How to identify opportunities for improvement and enable corrections before the product is at risk.
The electronics manufacturing community is facing unprecedented challenges in 2021. Component supply and product demand are completely out of sync in many industries. Material constraints and transportation shortages are stretching lead-times even on committed orders. An economy flush with stimulus money and pent-up demand for products not available during much of 2020 has eliminated the ability of original equipment manufacturers (OEMs) to plan based on historical trends. In the middle is the EMS provider that sees material arriving later than planned, while at the same time experiencing unplanned increases in order volumes on many programs. Lean Six Sigma provides production teams the tools they need to identify issues, analyze potential improvements and implement changes that help keep production flowing on time even with changing production inputs.

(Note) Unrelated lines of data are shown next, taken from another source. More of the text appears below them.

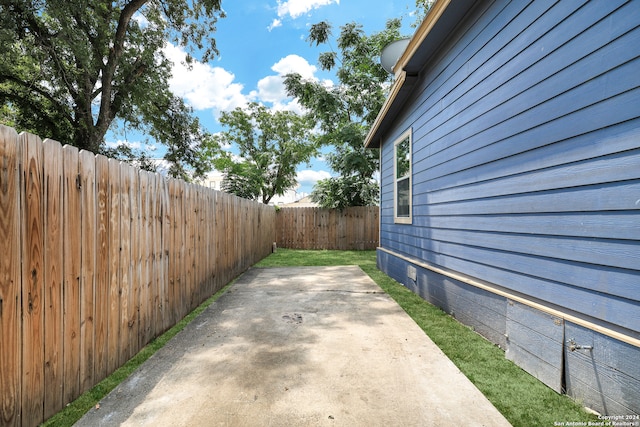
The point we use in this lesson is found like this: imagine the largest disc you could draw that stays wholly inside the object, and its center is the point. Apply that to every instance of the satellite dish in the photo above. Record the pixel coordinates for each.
(391, 53)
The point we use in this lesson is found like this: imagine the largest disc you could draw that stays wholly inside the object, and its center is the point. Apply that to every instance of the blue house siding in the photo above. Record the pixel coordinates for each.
(526, 177)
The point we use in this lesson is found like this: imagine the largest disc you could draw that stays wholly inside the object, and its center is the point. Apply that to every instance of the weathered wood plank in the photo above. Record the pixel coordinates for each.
(10, 278)
(535, 342)
(87, 174)
(607, 376)
(33, 280)
(72, 274)
(115, 273)
(145, 247)
(103, 277)
(135, 260)
(127, 319)
(54, 267)
(316, 228)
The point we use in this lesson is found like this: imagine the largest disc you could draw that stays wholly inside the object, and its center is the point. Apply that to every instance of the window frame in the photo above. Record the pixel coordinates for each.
(402, 219)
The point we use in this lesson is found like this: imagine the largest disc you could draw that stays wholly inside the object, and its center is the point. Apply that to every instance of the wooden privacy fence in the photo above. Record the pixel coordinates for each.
(354, 228)
(98, 258)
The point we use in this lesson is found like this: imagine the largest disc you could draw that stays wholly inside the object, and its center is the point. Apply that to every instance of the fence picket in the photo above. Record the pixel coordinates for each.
(354, 228)
(53, 270)
(33, 279)
(114, 266)
(87, 176)
(99, 258)
(103, 227)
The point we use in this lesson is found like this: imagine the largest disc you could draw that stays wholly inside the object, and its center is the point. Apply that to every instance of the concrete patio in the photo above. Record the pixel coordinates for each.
(304, 346)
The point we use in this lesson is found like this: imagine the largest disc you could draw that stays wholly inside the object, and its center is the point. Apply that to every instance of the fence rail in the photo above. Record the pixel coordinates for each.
(98, 258)
(354, 228)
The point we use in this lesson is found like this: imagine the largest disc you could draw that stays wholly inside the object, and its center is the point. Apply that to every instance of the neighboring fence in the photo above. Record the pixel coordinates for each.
(96, 259)
(353, 228)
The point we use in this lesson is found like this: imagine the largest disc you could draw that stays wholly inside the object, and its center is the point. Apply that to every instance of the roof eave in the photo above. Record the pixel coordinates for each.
(442, 18)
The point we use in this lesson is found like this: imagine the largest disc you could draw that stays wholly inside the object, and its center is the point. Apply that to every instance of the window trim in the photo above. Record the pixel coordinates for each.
(402, 219)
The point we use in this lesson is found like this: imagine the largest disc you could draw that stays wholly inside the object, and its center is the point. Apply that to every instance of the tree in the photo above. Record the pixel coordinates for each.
(344, 112)
(271, 143)
(70, 69)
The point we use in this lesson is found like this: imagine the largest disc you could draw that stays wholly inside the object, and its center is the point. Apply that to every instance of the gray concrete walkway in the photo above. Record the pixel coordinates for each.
(306, 346)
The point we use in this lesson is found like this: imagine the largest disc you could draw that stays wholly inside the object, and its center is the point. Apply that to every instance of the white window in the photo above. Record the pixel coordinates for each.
(402, 178)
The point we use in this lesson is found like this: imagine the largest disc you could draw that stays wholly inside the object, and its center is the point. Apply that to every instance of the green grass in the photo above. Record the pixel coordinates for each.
(521, 398)
(76, 409)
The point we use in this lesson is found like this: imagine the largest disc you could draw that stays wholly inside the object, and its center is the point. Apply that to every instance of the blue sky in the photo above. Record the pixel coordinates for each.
(259, 42)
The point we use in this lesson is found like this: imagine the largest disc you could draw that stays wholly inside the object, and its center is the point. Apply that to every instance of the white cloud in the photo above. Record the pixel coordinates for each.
(275, 24)
(203, 86)
(297, 8)
(295, 64)
(308, 176)
(271, 88)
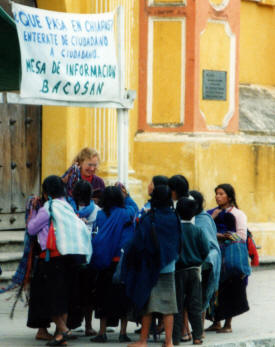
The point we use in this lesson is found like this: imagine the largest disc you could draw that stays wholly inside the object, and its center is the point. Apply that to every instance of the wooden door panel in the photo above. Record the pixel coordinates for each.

SigmaTron International’s Tijuana, Mexico, facility utilizes teams of Lean Six Sigma Green and Yellow Belts in its continuous improvement activities. They use a variety of core tools in that process.
One tool is the Gemba Walk. The term Gemba comes from the Japanese word for “the real place.” Taichi Ohno, a Toyota engineer and leader, is often credited with developing the concept of the Gemba Walk or the idea that leaders should regularly and frequently be present to observe the work of their organization when and where it takes place.